A structured set of objections, weighed in public.

Desk editor's note, referee report, simulated authors' rebuttal, and a circularity audit. Tearing a paper down is the easy half of reading it; the pith above is the substance, this is the friction.

Referee Report

3 major / 1 minor

Summary. The paper claims that the joint policy gradient in cooperative MARL admits an exact decentralized decomposition into per-agent terms formed from per-agent score functions and decentralized critics. It introduces ACPO, in which independent actor training produces updates that together constitute a single step on the joint gradient. The key device is a serialized view of simultaneous actions in which each agent conditions on a belief over preceding agents' actions; this belief is presented as the coordination mechanism that preserves exactness. Empirical results on Multi-Robot Warehouse, SMACv2, and MA-MuJoCo are reported to show outperformance over strong baselines, with the advantage increasing with the number of agents.

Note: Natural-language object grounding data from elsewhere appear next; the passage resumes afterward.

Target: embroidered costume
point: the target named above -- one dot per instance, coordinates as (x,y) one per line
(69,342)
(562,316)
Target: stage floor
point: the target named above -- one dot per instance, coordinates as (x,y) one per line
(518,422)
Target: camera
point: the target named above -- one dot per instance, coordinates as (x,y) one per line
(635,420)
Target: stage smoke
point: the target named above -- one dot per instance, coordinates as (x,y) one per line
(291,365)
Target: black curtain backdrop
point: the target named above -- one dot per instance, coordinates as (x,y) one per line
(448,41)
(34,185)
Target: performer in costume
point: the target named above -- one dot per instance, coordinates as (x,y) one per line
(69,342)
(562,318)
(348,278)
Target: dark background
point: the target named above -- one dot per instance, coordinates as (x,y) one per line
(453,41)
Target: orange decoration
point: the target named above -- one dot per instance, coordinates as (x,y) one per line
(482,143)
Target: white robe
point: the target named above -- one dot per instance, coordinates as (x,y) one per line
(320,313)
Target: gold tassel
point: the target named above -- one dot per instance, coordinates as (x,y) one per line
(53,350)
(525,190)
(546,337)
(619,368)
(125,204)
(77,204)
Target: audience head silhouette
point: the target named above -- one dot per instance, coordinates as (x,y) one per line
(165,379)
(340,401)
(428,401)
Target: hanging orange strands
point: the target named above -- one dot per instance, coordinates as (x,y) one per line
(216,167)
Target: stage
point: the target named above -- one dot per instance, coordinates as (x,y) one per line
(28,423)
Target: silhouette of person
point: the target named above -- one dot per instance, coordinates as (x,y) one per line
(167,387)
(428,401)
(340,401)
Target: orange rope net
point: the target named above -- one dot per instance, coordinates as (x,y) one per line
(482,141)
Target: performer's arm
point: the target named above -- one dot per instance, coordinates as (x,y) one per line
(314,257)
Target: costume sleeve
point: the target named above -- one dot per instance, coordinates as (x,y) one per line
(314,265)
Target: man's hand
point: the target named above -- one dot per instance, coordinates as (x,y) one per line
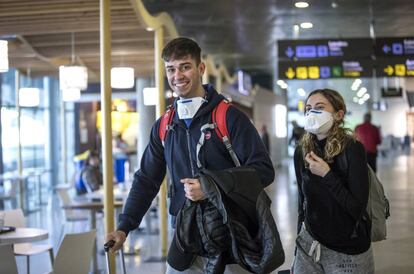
(192,188)
(119,237)
(316,164)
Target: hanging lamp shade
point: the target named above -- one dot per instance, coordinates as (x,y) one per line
(122,77)
(73,77)
(29,97)
(70,94)
(150,96)
(4,56)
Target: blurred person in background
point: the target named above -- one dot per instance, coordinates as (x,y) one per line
(91,173)
(370,136)
(264,135)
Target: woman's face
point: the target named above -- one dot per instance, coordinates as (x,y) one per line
(319,102)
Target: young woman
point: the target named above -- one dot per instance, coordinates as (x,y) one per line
(332,175)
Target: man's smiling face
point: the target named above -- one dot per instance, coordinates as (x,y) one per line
(184,77)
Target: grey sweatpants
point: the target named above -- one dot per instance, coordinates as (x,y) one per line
(198,267)
(314,258)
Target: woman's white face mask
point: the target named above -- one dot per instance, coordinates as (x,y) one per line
(187,108)
(318,121)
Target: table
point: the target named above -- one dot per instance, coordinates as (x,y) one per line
(93,207)
(23,235)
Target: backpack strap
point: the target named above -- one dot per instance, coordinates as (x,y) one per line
(219,119)
(165,123)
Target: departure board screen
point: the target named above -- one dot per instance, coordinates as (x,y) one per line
(395,67)
(394,47)
(325,48)
(325,69)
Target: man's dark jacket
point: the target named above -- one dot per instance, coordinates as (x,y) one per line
(180,157)
(233,225)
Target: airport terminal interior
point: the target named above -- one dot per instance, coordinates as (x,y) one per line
(82,82)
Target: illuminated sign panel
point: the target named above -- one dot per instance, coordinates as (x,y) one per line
(325,69)
(398,47)
(324,48)
(346,58)
(395,67)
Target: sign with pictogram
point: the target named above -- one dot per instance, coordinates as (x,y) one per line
(324,49)
(325,69)
(394,47)
(395,67)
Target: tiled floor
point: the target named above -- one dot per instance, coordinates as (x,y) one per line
(391,256)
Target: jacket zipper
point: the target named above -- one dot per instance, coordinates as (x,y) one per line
(189,152)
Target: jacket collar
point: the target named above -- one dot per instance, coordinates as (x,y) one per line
(213,99)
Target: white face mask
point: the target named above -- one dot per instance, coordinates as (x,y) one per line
(318,121)
(187,108)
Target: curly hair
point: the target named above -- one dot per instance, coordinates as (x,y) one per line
(181,47)
(338,135)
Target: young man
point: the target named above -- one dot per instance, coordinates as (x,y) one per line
(184,69)
(370,136)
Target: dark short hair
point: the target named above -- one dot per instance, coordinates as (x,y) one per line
(181,47)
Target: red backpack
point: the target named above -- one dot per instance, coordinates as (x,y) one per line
(218,118)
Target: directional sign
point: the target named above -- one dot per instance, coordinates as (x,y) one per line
(395,67)
(304,70)
(325,48)
(397,47)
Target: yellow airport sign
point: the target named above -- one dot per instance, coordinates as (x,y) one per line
(400,70)
(290,73)
(313,72)
(302,72)
(389,70)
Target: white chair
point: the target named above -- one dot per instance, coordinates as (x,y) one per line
(7,261)
(75,253)
(15,218)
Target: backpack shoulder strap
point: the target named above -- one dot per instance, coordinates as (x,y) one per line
(219,119)
(165,122)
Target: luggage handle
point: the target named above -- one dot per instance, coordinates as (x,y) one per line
(108,246)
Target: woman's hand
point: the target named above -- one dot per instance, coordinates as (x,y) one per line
(316,164)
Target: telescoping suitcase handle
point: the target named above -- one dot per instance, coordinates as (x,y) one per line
(108,246)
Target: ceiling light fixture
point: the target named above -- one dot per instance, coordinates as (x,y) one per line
(73,77)
(301,4)
(29,96)
(122,77)
(71,95)
(4,57)
(306,25)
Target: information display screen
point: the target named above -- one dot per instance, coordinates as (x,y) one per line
(325,48)
(394,47)
(325,69)
(395,67)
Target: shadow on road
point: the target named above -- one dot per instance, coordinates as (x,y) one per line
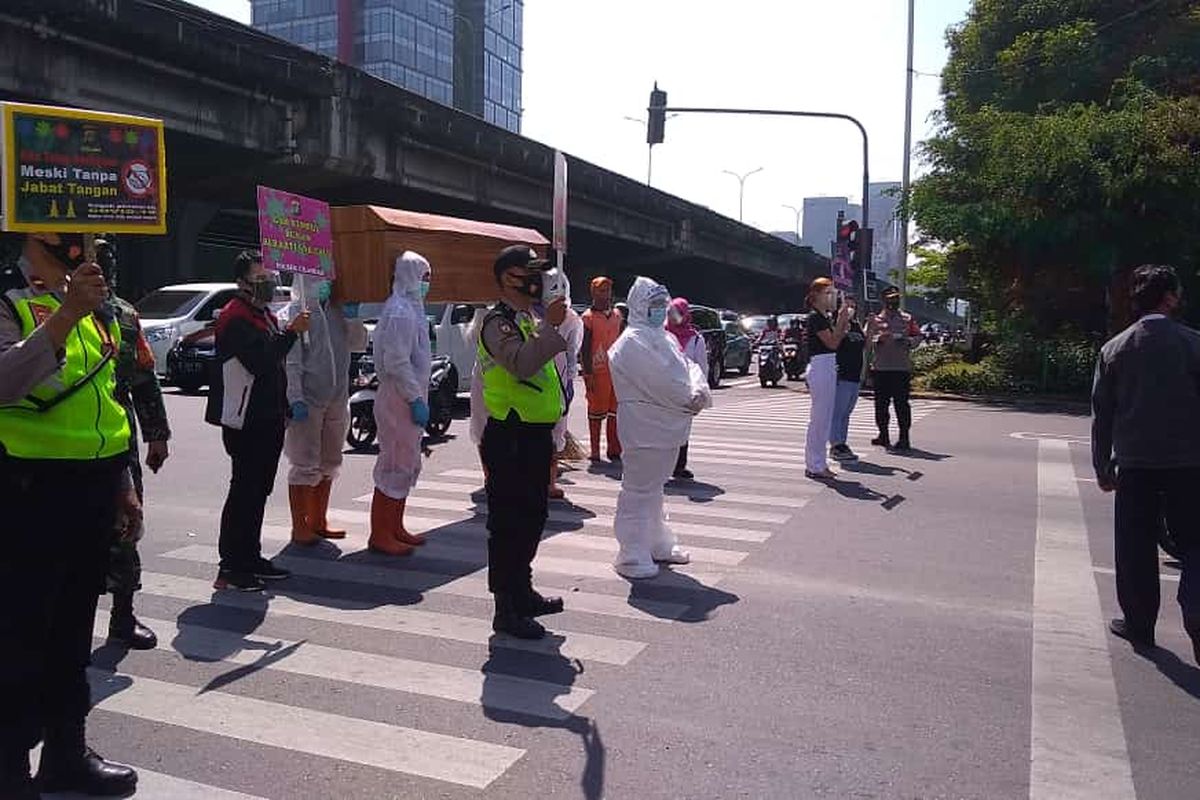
(556,674)
(701,601)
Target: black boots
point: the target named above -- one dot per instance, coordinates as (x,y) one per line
(511,618)
(124,627)
(537,606)
(70,765)
(15,780)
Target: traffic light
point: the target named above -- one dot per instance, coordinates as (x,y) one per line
(657,116)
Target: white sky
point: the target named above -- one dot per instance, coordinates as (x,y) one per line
(591,62)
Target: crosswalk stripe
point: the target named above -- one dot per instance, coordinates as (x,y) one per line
(461,506)
(471,686)
(395,749)
(600,522)
(395,619)
(702,499)
(420,582)
(564,540)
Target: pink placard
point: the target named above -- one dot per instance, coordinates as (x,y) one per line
(295,233)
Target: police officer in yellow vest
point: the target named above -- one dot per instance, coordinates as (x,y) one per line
(66,491)
(525,400)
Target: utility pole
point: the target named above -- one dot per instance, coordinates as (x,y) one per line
(742,186)
(797,212)
(903,271)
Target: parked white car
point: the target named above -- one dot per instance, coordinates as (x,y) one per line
(171,313)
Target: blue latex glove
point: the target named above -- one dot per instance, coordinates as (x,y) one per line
(420,410)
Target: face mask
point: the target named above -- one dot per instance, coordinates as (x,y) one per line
(69,252)
(262,292)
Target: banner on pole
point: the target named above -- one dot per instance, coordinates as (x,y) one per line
(76,170)
(558,240)
(295,232)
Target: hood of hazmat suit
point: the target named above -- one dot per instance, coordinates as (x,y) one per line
(658,389)
(402,364)
(312,361)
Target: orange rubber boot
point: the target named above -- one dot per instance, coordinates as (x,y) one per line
(401,533)
(321,509)
(301,499)
(384,522)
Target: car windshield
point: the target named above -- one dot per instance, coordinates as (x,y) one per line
(165,304)
(754,324)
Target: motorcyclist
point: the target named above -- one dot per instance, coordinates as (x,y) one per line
(771,335)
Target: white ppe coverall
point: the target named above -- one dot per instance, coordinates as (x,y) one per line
(318,376)
(402,362)
(658,394)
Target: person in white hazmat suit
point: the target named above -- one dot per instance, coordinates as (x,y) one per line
(658,394)
(568,365)
(402,362)
(318,385)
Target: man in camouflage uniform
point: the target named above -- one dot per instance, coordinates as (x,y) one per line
(138,391)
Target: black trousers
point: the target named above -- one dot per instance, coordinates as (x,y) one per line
(1145,498)
(255,453)
(58,528)
(517,458)
(893,388)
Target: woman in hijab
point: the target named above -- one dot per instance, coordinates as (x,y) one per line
(691,342)
(658,394)
(402,362)
(823,340)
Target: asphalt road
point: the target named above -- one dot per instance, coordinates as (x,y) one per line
(928,626)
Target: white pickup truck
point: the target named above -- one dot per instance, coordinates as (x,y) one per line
(449,325)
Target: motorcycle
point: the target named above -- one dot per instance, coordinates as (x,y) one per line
(792,366)
(365,383)
(771,368)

Significance. If the claimed exact decomposition can be rigorously established and the belief mechanism shown to be realizable under fully independent training without reintroducing centralization or non-vanishing approximation error, the result would be significant. It would supply joint-improvement guarantees for decentralized execution without value-decomposition assumptions or alternating best-response dynamics, addressing a long-standing tension in CTDE methods.

major comments (3)
  1. [Abstract / §3] Abstract and §3 (decomposition): The claim that the joint policy gradient 'admits an exact decentralized decomposition' is asserted without a derivation or proof in the abstract; the full manuscript must supply the explicit expansion of the joint gradient and demonstrate term-by-term equality under the serialized belief construction.
  2. [Abstract] Abstract (belief mechanism): The exactness guarantee rests on each agent's belief over preceding actions equaling the marginal induced by the current policies of those agents. Because actors are trained independently, the manuscript must specify how these beliefs are obtained or sampled at each gradient step; any mechanism that requires joint rollouts or shared parameters would contradict the 'independent' training claim, while an approximation would require a separate error analysis showing that the bias vanishes in the limit.
  3. [Evaluation] Evaluation section: The abstract states that ACPO 'outperforms strong baselines' with the gap widening as the number of agents grows, yet supplies no metrics, statistical tests, baseline descriptions, or ablation on the belief construction. These details are load-bearing for the empirical claim that the method scales.
minor comments (1)
  1. [§3] Notation for the per-agent score functions and decentralized critics should be introduced with explicit definitions before the decomposition is stated.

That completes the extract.